Don Pedro nos advierte que pronto llegaremos a la reserva y comenzaremos la caminata. Nos ponemos las botas. Esas mismas botas que usaba Marta y toda la comunidad al lado del río donde no hay balas. En esa orilla habían construido treinta casas. Recorrí con ella cada una de las casas, invitando a todos al taller. No estoy muy segura de por qué llegué allí, pero tenía que llegar, tal vez me movía con ese ir y venir del río. Había treinta familias colombianas y ecuatorianas. Algunas casas tenían lindos portales con plantitas en la entrada, otras solo escombros, distintas costumbres que se juntaban en ese nuevo caserío de la frontera.
Llegamos a Jatun Sacha y la caminata empieza. No es una caminata difícil de selva, estamos en una reserva. Llegar a la comunidad de Marta, sí lo era. A veces también llegaba con Manuel en una camioneta casi sin frenos que se deslizaba por el camino de lodo que nos llevaba a la comunidad. Me impresionaba la habilidad de Manuel para avanzar con su carro por el río de barro que se formaba entre Santa Rosa y Barranca Bermeja. No sé cómo lo lograba, pero ese recorrido intrépido me permitía llegar a esa comunidad de personas con esperanza, dolor, misterio y miedo. El camino en Jatun Sacha es seguro, pero al igual que el otro, debes conocerlo, poner la mano en un árbol que no debes podría provocarte un tremendo susto o dolor – nunca sabes si habrá un pequeñísimo insecto camuflado en un árbol -. Como las tantas personas que estuvieron camufladas en mis talleres de esperanza – también la mía -, camufladas para identificar qué decía, qué no decía y qué decían los que estaban allí.

La sabiduría de don Pedro se mezcla con las palabras de la comunidad en mi memoria. Allí había tanta claridad de lo que es el buen vivir y había esa fuerza de las familias para proteger a sus hijos. A veces me pregunto si no hubiera sido mejor no haber llegado nunca, luego me digo que estuvo bien. Si todos pudieran escuchar las voces de la comunidad. Ese trabajo en la comunidad, esa complicidad del acompañar, me emocionaban. Así me emociona escuchar ahora a don Pedro hablar de su niñez en el río, tal vez de un río más fuerte aún sin manchas. Manchas de petróleo, heridas causadas a la serpiente, a pesar de esas manchas de muerte el río avanza. El río que avanza por donde quiere, como avanza la memoria, como avanza la serpiente, como avanza también la violencia, como avanza la pobreza.

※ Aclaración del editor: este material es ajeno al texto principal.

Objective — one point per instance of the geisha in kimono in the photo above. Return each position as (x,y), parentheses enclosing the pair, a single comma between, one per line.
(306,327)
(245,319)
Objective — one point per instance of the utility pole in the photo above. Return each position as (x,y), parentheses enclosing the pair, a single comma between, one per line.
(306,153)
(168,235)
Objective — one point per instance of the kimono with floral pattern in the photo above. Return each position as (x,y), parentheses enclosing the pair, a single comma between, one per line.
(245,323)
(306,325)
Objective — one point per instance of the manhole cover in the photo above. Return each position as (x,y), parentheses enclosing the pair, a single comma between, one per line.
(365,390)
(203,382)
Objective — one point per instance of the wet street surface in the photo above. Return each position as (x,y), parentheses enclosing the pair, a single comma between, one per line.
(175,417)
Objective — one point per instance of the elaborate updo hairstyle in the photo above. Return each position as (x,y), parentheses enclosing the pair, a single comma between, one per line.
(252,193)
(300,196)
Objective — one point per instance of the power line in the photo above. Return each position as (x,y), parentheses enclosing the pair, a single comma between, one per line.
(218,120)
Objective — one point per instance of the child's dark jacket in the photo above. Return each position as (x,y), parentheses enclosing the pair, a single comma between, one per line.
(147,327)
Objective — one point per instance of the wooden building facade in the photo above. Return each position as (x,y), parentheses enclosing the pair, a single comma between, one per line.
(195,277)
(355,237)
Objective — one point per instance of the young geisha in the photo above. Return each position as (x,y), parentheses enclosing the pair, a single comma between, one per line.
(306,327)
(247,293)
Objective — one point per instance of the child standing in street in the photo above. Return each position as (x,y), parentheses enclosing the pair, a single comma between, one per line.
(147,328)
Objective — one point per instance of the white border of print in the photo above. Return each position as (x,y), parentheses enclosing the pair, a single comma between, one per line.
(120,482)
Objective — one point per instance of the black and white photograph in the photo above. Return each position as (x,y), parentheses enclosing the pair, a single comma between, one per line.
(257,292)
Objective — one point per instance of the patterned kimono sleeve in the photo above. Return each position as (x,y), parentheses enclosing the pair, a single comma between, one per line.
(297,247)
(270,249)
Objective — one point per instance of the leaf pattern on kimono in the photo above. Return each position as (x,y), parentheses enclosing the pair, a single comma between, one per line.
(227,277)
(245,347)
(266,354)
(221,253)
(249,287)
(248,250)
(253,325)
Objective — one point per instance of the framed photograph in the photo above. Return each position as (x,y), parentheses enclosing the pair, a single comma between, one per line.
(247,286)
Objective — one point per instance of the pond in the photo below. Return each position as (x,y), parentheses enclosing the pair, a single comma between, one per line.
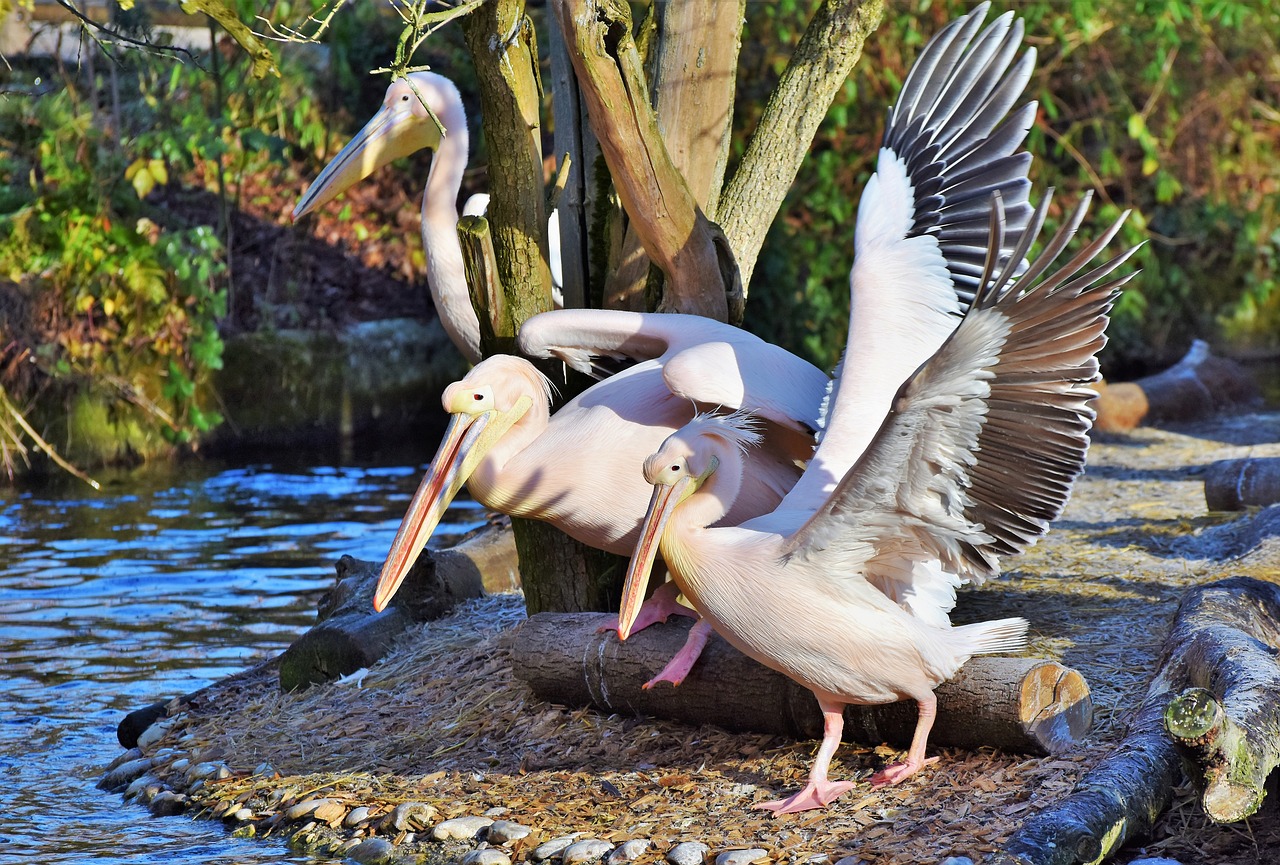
(169,579)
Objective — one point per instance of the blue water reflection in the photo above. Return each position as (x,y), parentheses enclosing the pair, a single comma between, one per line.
(167,580)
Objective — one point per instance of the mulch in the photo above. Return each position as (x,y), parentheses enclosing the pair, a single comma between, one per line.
(442,721)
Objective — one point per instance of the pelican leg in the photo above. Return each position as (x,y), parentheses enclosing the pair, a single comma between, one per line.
(659,607)
(818,792)
(677,668)
(900,772)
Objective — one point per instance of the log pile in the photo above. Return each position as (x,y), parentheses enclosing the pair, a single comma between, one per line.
(1015,704)
(1198,385)
(1215,691)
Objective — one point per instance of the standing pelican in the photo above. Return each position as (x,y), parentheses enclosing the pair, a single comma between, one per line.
(400,128)
(976,457)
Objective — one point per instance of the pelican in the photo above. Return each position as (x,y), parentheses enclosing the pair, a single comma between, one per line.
(403,127)
(976,457)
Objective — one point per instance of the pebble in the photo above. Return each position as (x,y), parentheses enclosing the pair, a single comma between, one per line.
(503,832)
(410,815)
(356,817)
(487,856)
(689,852)
(741,856)
(124,774)
(553,847)
(629,851)
(589,850)
(168,804)
(461,828)
(371,851)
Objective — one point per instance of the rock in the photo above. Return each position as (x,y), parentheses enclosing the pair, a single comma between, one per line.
(629,851)
(371,851)
(503,832)
(688,852)
(487,856)
(589,850)
(168,804)
(741,856)
(553,847)
(356,817)
(123,774)
(461,828)
(410,815)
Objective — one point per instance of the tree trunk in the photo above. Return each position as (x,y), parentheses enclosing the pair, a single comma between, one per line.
(1224,640)
(1016,704)
(826,54)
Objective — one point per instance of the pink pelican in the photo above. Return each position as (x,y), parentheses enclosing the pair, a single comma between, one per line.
(947,146)
(403,127)
(848,591)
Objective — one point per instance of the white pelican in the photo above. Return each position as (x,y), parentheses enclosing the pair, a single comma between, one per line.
(973,461)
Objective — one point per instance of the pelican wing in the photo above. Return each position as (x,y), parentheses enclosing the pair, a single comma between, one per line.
(703,360)
(984,442)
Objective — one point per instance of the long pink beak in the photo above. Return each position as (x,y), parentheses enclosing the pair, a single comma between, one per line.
(438,488)
(661,507)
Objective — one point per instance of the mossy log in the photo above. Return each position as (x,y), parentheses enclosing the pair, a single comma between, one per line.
(1212,644)
(1015,704)
(1196,387)
(1237,484)
(350,635)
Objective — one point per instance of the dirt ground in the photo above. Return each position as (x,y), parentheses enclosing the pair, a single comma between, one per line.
(442,721)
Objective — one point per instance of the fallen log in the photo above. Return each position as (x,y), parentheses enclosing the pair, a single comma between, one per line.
(1237,484)
(1124,795)
(350,635)
(1016,704)
(1198,385)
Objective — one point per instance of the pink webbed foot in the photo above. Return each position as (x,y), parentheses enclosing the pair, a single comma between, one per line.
(814,795)
(659,607)
(677,668)
(899,772)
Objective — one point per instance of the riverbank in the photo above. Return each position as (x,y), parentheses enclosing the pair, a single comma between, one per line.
(379,764)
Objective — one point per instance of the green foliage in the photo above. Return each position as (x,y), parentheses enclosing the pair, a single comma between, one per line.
(1162,106)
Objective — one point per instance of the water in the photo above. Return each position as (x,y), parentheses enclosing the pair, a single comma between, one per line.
(168,580)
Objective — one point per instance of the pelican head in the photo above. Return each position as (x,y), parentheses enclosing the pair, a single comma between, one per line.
(402,126)
(492,398)
(680,467)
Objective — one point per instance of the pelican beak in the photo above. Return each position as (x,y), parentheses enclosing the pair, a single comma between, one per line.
(663,503)
(456,458)
(393,132)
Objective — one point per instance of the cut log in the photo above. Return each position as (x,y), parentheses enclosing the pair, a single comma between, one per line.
(1015,704)
(1198,385)
(1124,795)
(350,635)
(1237,484)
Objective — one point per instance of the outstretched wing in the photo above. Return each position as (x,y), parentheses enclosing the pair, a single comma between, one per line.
(983,444)
(703,360)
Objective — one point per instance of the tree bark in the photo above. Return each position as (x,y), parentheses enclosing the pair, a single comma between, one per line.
(688,247)
(1010,703)
(1198,385)
(1124,795)
(826,54)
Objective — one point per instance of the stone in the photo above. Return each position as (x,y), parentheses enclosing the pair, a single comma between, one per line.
(487,856)
(168,804)
(356,817)
(371,851)
(123,774)
(741,856)
(503,832)
(553,847)
(461,828)
(688,852)
(410,815)
(589,850)
(629,851)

No, no quiero olvidar a don Pedro, ni a Marta, ni a Manuel, ni a las treinta familias en sus treinta casas. No las puedo olvidar, porque cada día en cada calle, en cada semáforo, en cada lugar seguimos encontrando personas que siguen allí sin encontrar su casa, su abrigo, su protección, lanzadas a un recorrido hostil como si se tratara de una serpiente ensangrentada, así avanza la población venezolana, como otras, pero nadie aún atina a darles protección.